Carolla, who was raised by a lazy hippie welfare mom, wonders when “the left got so aggressive.” The ones he grew up with were decidedly low energy, he says. Achieving inertia seemed to be their goal.
He also observes that his paranoid, health-conscious mother believed everything artificial, from microwaves to color TV to food preservatives, caused cancer — but somehow missed the one (natural) thing that really did: the sun.
“Everything I did in eighth grade recess is now banned,” Prager chimed in, fondly recalling one game that involved “capturing” female classmates.
“I was in charge of the ‘prison,'” Prager added. “I loved eighth grade.”
Other highlights: Carolla quips that “cul de sacs” are what rich people call “dead ends.”
Prager gets some humorous mileage out of the number of Christians who call him “their rabbi.” (“No Jew has ever said that to me,” he deadpans.)
After the program proper, audience members are invited to ask questions “about anything.” This segment helps make each of the recordings one of a kind.
Because, indeed, repetition is a built-in hazard with these Prager/Carolla outings.
Fans know that these men have their personal hobby horses, and love them for it.
(With Carolla, it’s cars, shoddy construction practices, and passion-fruit ice tea; Prager’s more lofty preoccupations revolve around male/female differences, the existence of God, and civility.)
However, each show I’ve listened to features revelations.
Prager is famously fearless about subject matter; people still talk about his call-in radio segment dedicated to determining once and for all whether or not Asians really are horrible drivers, and if so, why.

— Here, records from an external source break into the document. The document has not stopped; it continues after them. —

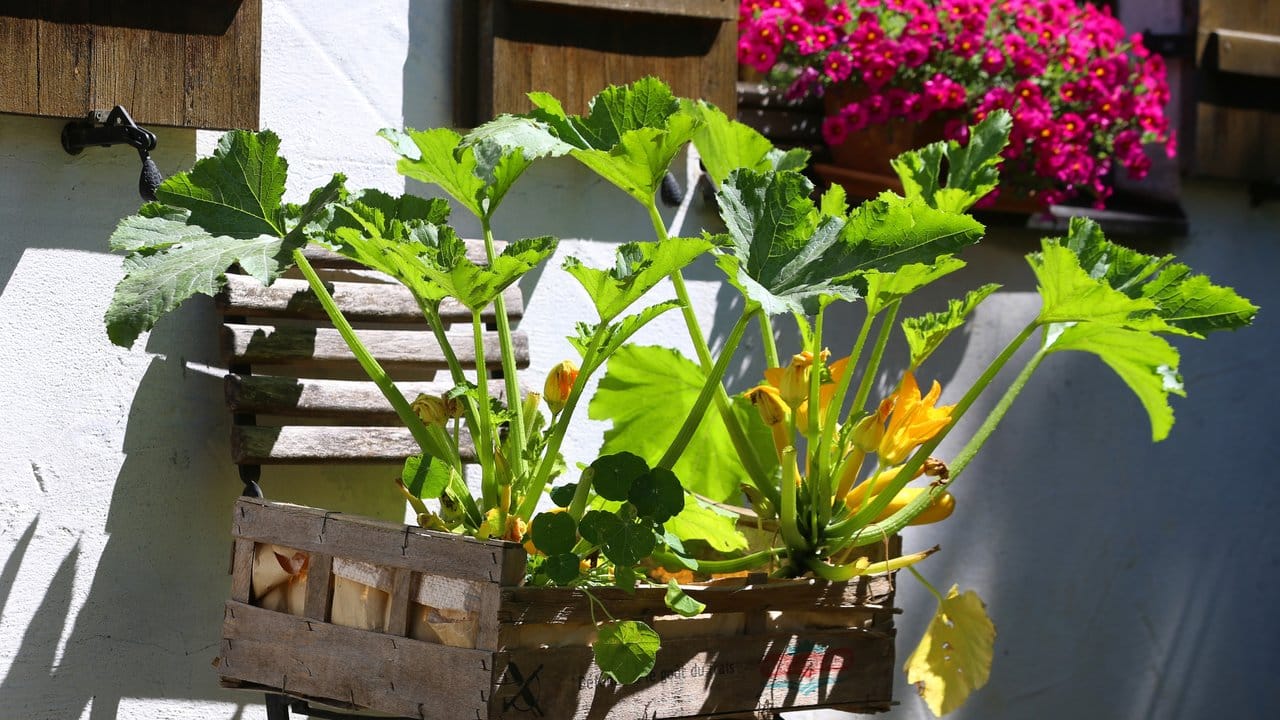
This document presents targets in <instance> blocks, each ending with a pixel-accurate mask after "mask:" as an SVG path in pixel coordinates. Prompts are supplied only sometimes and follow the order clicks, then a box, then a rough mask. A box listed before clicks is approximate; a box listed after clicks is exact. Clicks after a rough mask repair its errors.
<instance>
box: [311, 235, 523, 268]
mask: <svg viewBox="0 0 1280 720" xmlns="http://www.w3.org/2000/svg"><path fill="white" fill-rule="evenodd" d="M466 245H467V259H468V260H471V261H472V263H486V261H488V260H489V256H488V255H486V254H485V249H484V241H483V240H475V238H467V240H466ZM504 247H507V242H506V241H502V240H497V241H494V243H493V249H494V251H495V252H502V251H503V249H504ZM302 255H303V256H306V259H307V261H308V263H311V265H312V266H314V268H316V269H317V270H319V269H342V270H349V269H353V268H364V265H361V264H360V263H357V261H355V260H352V259H351V258H347V256H346V255H339V254H337V252H334V251H332V250H325V249H324V247H319V246H315V245H308V246H306V247H303V249H302ZM384 277H385V275H384Z"/></svg>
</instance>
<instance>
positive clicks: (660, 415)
mask: <svg viewBox="0 0 1280 720" xmlns="http://www.w3.org/2000/svg"><path fill="white" fill-rule="evenodd" d="M705 378H707V375H705V374H704V373H703V372H701V369H700V368H699V366H698V365H696V364H694V363H692V361H690V360H689V359H686V357H684V356H682V355H681V354H680V352H677V351H675V350H669V348H666V347H650V346H631V345H627V346H622V347H621V348H620V350H618V351H617V352H616V354H614V355H613V356H612V357H611V359H609V365H608V369H607V372H605V374H604V377H603V378H602V379H600V383H599V388H598V389H596V393H595V396H594V397H593V398H591V404H590V406H589V407H588V410H589V414H590V416H591V418H593V419H596V420H612V423H613V427H612V428H611V429H608V430H605V433H604V445H603V446H602V448H600V455H608V454H614V452H623V451H630V452H634V454H636V455H639V456H641V457H644V459H646V460H648V461H649V462H650V464H657V461H658V460H659V459H660V457H662V455H663V454H664V452H666V451H667V447H668V446H669V445H671V442H672V441H673V439H675V438H676V430H677V429H678V428H680V427H681V424H682V423H684V421H685V416H686V415H687V414H689V411H690V410H691V409H692V406H694V401H695V400H696V398H698V392H699V391H700V389H701V387H703V383H704V380H705ZM639 398H645V400H639ZM733 411H735V413H736V414H737V418H739V421H740V423H741V425H742V427H744V428H745V429H746V432H748V436H749V441H750V442H751V445H753V447H755V448H758V450H759V452H758V454H756V457H758V459H759V460H760V462H762V465H763V466H764V468H765V469H768V468H773V466H777V459H776V457H774V452H773V445H772V439H771V436H769V432H768V428H765V427H764V424H763V423H762V421H760V418H759V414H758V413H756V411H755V409H754V407H753V406H751V405H750V404H746V402H741V404H739V402H735V406H733ZM672 470H673V471H675V473H676V475H677V477H678V478H680V480H681V483H682V484H684V486H685V488H686V489H690V491H694V492H698V493H700V495H704V496H707V497H710V498H712V500H716V501H726V500H731V498H732V500H736V498H737V497H739V495H740V489H739V488H740V487H741V486H742V484H744V483H746V482H748V480H749V478H748V475H746V473H745V471H744V470H742V466H741V462H740V461H739V459H737V454H736V451H735V450H733V443H732V441H731V439H730V436H728V430H727V429H726V428H724V421H723V420H722V419H721V416H719V414H718V413H708V414H707V415H705V416H704V418H703V421H701V424H700V425H699V427H698V432H696V433H695V434H694V438H692V441H691V442H690V445H689V450H686V451H685V454H684V455H681V456H680V460H678V461H677V462H676V465H675V466H673V468H672ZM678 520H680V516H678V515H677V516H676V518H673V519H672V520H671V523H676V521H678Z"/></svg>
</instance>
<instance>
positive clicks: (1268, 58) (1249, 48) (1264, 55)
mask: <svg viewBox="0 0 1280 720" xmlns="http://www.w3.org/2000/svg"><path fill="white" fill-rule="evenodd" d="M1213 35H1215V36H1217V68H1219V69H1220V70H1224V72H1228V73H1240V74H1247V76H1258V77H1280V35H1262V33H1258V32H1242V31H1236V29H1224V28H1219V29H1215V31H1213Z"/></svg>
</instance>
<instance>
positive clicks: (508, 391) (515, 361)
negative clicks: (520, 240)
mask: <svg viewBox="0 0 1280 720" xmlns="http://www.w3.org/2000/svg"><path fill="white" fill-rule="evenodd" d="M480 225H481V227H483V228H484V250H485V255H486V256H488V258H489V265H493V263H494V258H497V255H498V254H497V251H495V250H494V242H493V229H492V228H490V225H489V218H488V215H485V217H481V218H480ZM493 311H494V315H495V316H497V322H498V345H499V347H500V348H502V377H503V380H504V382H506V387H507V407H508V409H509V410H511V414H512V415H511V418H512V419H511V423H509V424H508V428H507V432H508V433H509V439H511V442H509V447H511V448H513V452H508V454H507V462H508V464H509V465H511V475H512V478H522V477H524V474H525V418H524V404H522V402H521V397H520V377H518V375H517V374H516V348H515V345H512V342H511V320H509V319H508V318H507V301H506V300H504V299H503V297H502V293H500V292H499V293H498V297H495V299H494V300H493Z"/></svg>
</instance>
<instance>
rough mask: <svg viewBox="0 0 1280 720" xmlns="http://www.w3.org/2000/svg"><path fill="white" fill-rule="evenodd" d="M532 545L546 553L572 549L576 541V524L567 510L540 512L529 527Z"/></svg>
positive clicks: (553, 553)
mask: <svg viewBox="0 0 1280 720" xmlns="http://www.w3.org/2000/svg"><path fill="white" fill-rule="evenodd" d="M529 532H530V534H532V539H534V546H535V547H536V548H538V550H539V551H541V552H545V553H547V555H559V553H562V552H568V551H571V550H573V546H575V544H576V543H577V525H576V524H575V523H573V518H572V516H571V515H570V514H568V512H540V514H538V515H535V516H534V521H532V523H531V524H530V528H529Z"/></svg>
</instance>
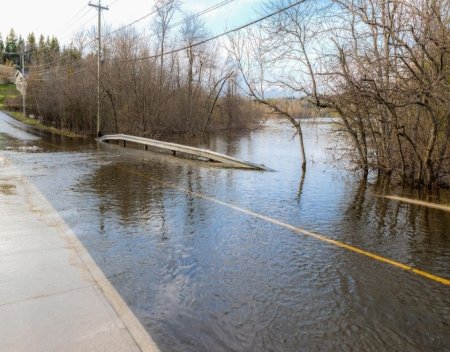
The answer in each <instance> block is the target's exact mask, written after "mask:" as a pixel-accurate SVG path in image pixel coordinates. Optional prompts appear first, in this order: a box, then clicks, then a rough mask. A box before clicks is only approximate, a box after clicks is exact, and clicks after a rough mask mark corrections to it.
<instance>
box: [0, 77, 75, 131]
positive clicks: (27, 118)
mask: <svg viewBox="0 0 450 352" xmlns="http://www.w3.org/2000/svg"><path fill="white" fill-rule="evenodd" d="M19 94H20V93H19V92H18V91H17V89H16V86H15V85H14V84H0V110H4V109H5V101H6V99H8V98H11V99H14V98H17V97H18V96H19ZM5 112H6V113H7V114H8V115H9V116H11V117H13V118H15V119H16V120H18V121H20V122H23V123H24V124H26V125H28V126H31V127H34V128H38V129H40V130H43V131H47V132H50V133H56V134H59V135H62V136H66V137H73V138H75V137H84V136H81V135H78V134H75V133H72V132H68V131H61V130H58V129H57V128H54V127H50V126H46V125H43V124H41V123H40V122H39V120H37V119H30V118H28V117H26V116H24V115H23V114H22V113H21V112H17V111H5Z"/></svg>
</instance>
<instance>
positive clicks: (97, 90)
mask: <svg viewBox="0 0 450 352" xmlns="http://www.w3.org/2000/svg"><path fill="white" fill-rule="evenodd" d="M89 6H92V7H95V8H97V11H98V38H97V39H98V47H97V137H100V75H101V65H102V59H101V56H102V54H101V52H102V31H101V28H102V10H109V8H108V6H102V0H98V5H97V4H93V3H91V2H89Z"/></svg>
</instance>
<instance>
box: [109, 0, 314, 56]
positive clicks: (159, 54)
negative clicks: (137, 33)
mask: <svg viewBox="0 0 450 352" xmlns="http://www.w3.org/2000/svg"><path fill="white" fill-rule="evenodd" d="M305 1H306V0H299V1H296V2H295V3H292V4H290V5H288V6H285V7H283V8H281V9H278V10H277V11H274V12H271V13H270V14H268V15H265V16H263V17H260V18H258V19H256V20H253V21H251V22H248V23H246V24H243V25H241V26H239V27H235V28H233V29H230V30H227V31H225V32H222V33H220V34H217V35H215V36H213V37H210V38H207V39H204V40H201V41H198V42H196V43H193V44H190V45H186V46H183V47H180V48H177V49H173V50H170V51H167V52H164V53H161V54H155V55H148V56H143V57H138V58H133V59H127V60H109V61H113V62H131V61H133V62H135V61H142V60H149V59H156V58H158V57H161V56H166V55H171V54H175V53H178V52H180V51H183V50H186V49H189V48H194V47H197V46H200V45H203V44H206V43H208V42H210V41H213V40H216V39H219V38H221V37H224V36H226V35H229V34H232V33H235V32H239V31H241V30H243V29H245V28H248V27H251V26H253V25H255V24H257V23H260V22H262V21H265V20H267V19H269V18H271V17H274V16H276V15H278V14H280V13H282V12H285V11H287V10H289V9H291V8H293V7H295V6H298V5H300V4H301V3H303V2H305Z"/></svg>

Yet in Philadelphia, he admits to leaving a topic out of his latest book, Still The Best Hope, because it was simply too controversial and he didn’t think he could face the fallout:
His belief that bottle feeding is no better or worse for infants than breastfeeding!
My only complaint about these Dennis Prager/Adam Carolla recordings is that the shopping cart at AdamCarolla.com has never worked for me. The customer service folks at Topspin couldn’t be more courteous. It’s just that their “solutions” never solve anything and inevitably, somebody has to email me the shows as mp3 attachments.
Once you actually get hold of them, however, these unusual recordings are a real tonic, especially if you crave an occasional break from horrible pop music and inane television shows & movies.
They let you “chill out” while giving your brain, your soul, and your funny bone a good workout.